Olmsted Place was delayed initially while civic groups and city officials worked with BRG/Carlyle to craft a plan enhancing traditional affordability mandates and providing other community benefits such as an accessible public footpath. BRG is a seasoned multifamily owner and operator which controls over 3,000 apartments and 200,000 sf of retail concentrated in metropolitan Boston, often working with institutional capital partners including Brookfield Real Estate, Morgan Stanley, Prudential and Simon Properties. Celebrating its 30th year in business, The Carlyle Group has a global footprint and is active across numerous CRE sectors including multifamily, its total value of all holdings now at $178 billion.

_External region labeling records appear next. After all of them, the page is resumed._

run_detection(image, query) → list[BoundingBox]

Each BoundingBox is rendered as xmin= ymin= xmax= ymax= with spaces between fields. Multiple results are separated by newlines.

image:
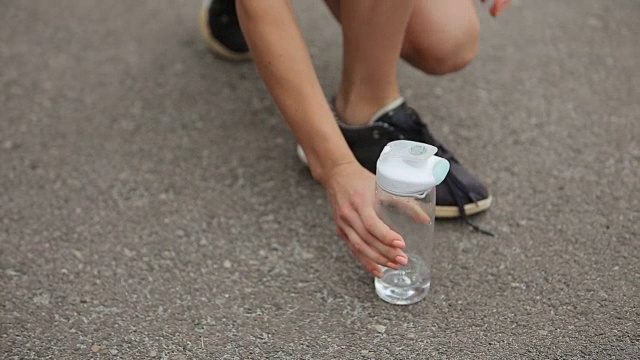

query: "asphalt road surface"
xmin=0 ymin=0 xmax=640 ymax=359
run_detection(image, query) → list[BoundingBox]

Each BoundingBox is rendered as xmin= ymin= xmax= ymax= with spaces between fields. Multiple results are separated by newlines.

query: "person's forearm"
xmin=236 ymin=0 xmax=355 ymax=182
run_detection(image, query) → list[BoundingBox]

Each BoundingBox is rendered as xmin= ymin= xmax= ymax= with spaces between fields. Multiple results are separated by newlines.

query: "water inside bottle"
xmin=375 ymin=254 xmax=431 ymax=305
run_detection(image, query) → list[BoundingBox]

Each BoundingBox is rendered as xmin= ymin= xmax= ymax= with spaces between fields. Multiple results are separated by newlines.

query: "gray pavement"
xmin=0 ymin=0 xmax=640 ymax=359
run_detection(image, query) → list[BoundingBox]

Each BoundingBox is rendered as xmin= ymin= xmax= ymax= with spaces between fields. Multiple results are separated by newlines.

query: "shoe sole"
xmin=296 ymin=145 xmax=493 ymax=219
xmin=198 ymin=3 xmax=252 ymax=62
xmin=436 ymin=196 xmax=493 ymax=219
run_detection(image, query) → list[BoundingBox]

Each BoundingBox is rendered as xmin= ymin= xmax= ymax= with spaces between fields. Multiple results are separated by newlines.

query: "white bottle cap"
xmin=376 ymin=140 xmax=450 ymax=197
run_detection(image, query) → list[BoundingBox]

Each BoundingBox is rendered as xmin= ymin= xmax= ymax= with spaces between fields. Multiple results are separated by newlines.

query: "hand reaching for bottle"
xmin=323 ymin=162 xmax=408 ymax=277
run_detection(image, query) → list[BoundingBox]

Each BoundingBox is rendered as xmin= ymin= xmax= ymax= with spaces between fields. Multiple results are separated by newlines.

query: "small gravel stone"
xmin=373 ymin=325 xmax=387 ymax=334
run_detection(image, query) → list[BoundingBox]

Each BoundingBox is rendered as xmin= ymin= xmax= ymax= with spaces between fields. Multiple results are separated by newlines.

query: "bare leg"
xmin=325 ymin=0 xmax=480 ymax=75
xmin=336 ymin=0 xmax=414 ymax=124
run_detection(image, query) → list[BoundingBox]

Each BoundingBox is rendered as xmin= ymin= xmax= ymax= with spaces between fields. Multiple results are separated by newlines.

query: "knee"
xmin=402 ymin=19 xmax=480 ymax=75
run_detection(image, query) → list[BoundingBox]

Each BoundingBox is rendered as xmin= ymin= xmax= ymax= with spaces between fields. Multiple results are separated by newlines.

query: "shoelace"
xmin=211 ymin=1 xmax=240 ymax=27
xmin=385 ymin=106 xmax=495 ymax=236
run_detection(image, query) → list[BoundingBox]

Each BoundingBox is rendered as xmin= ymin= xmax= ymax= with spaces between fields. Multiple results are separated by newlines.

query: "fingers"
xmin=358 ymin=207 xmax=406 ymax=249
xmin=341 ymin=224 xmax=399 ymax=268
xmin=338 ymin=207 xmax=408 ymax=266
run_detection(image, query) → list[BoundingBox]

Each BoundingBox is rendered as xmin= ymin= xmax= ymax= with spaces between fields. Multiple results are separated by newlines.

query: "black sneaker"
xmin=199 ymin=0 xmax=251 ymax=61
xmin=298 ymin=98 xmax=492 ymax=228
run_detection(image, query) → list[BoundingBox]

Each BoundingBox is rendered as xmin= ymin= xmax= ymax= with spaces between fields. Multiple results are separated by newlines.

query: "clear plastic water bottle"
xmin=375 ymin=140 xmax=450 ymax=305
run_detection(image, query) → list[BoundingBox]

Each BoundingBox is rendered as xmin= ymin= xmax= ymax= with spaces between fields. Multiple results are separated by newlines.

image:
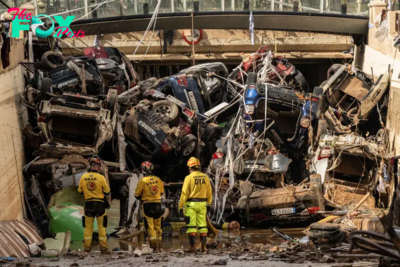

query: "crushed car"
xmin=83 ymin=46 xmax=140 ymax=93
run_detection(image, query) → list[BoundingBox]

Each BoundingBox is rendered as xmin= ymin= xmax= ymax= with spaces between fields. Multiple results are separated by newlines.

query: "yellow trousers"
xmin=144 ymin=214 xmax=162 ymax=241
xmin=83 ymin=213 xmax=108 ymax=250
xmin=185 ymin=202 xmax=208 ymax=234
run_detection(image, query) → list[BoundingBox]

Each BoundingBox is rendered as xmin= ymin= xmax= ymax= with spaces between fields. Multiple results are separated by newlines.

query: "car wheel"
xmin=28 ymin=158 xmax=58 ymax=172
xmin=39 ymin=78 xmax=53 ymax=95
xmin=294 ymin=70 xmax=310 ymax=92
xmin=107 ymin=89 xmax=118 ymax=119
xmin=181 ymin=134 xmax=197 ymax=157
xmin=327 ymin=64 xmax=342 ymax=79
xmin=42 ymin=51 xmax=66 ymax=69
xmin=153 ymin=100 xmax=179 ymax=126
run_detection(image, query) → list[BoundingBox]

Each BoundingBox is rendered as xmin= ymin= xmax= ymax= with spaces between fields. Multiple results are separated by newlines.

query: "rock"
xmin=133 ymin=248 xmax=142 ymax=257
xmin=142 ymin=244 xmax=153 ymax=255
xmin=15 ymin=261 xmax=31 ymax=266
xmin=269 ymin=246 xmax=282 ymax=252
xmin=172 ymin=249 xmax=185 ymax=254
xmin=214 ymin=260 xmax=228 ymax=265
xmin=319 ymin=255 xmax=335 ymax=263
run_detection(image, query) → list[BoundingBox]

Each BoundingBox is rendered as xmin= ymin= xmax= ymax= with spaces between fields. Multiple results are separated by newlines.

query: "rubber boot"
xmin=150 ymin=238 xmax=158 ymax=253
xmin=200 ymin=233 xmax=207 ymax=253
xmin=157 ymin=237 xmax=162 ymax=253
xmin=188 ymin=233 xmax=197 ymax=253
xmin=100 ymin=247 xmax=111 ymax=255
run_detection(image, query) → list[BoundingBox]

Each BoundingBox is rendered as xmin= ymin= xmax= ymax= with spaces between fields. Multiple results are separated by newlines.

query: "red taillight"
xmin=307 ymin=207 xmax=320 ymax=214
xmin=213 ymin=152 xmax=225 ymax=159
xmin=161 ymin=140 xmax=172 ymax=154
xmin=300 ymin=117 xmax=310 ymax=129
xmin=183 ymin=108 xmax=194 ymax=118
xmin=318 ymin=148 xmax=333 ymax=160
xmin=38 ymin=116 xmax=47 ymax=122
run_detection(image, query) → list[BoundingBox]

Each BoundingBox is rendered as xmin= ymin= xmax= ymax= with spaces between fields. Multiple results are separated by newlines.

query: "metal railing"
xmin=0 ymin=0 xmax=370 ymax=19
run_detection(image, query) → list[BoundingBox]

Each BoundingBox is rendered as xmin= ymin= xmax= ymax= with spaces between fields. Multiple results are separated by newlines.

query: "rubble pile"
xmin=17 ymin=43 xmax=394 ymax=262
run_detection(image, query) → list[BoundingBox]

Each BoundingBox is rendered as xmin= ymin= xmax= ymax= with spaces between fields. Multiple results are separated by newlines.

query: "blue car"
xmin=244 ymin=73 xmax=322 ymax=153
xmin=156 ymin=62 xmax=238 ymax=121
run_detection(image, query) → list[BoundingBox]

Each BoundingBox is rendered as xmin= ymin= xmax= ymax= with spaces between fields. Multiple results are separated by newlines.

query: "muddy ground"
xmin=4 ymin=252 xmax=378 ymax=267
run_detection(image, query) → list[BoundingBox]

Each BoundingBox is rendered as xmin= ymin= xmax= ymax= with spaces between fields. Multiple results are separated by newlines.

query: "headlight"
xmin=246 ymin=105 xmax=254 ymax=115
xmin=300 ymin=117 xmax=310 ymax=129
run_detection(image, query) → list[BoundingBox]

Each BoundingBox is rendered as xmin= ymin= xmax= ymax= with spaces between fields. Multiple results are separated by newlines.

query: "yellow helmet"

Speaking of billions, should market estimates bear out, CBRE/NE will be closer to cresting the 10-figure milestone in YTD multifamily sales activity, transactions concentrated throughout New England that heretofore stood at $780 million, that figure attained via their $168 million brokerage of 311 upscale apartments in Cambridge’s Alewife District, an assignment involving the Cambridge Park Apartments at 30 CambridgePark Dr. That exclusive was undertaken on behalf of Equity Residential in which Heitman Real Estate Capital was procured for the asset following a spirited campaign. Its successful conclusion was first unveiled in a July 4th article at therealreporter.com.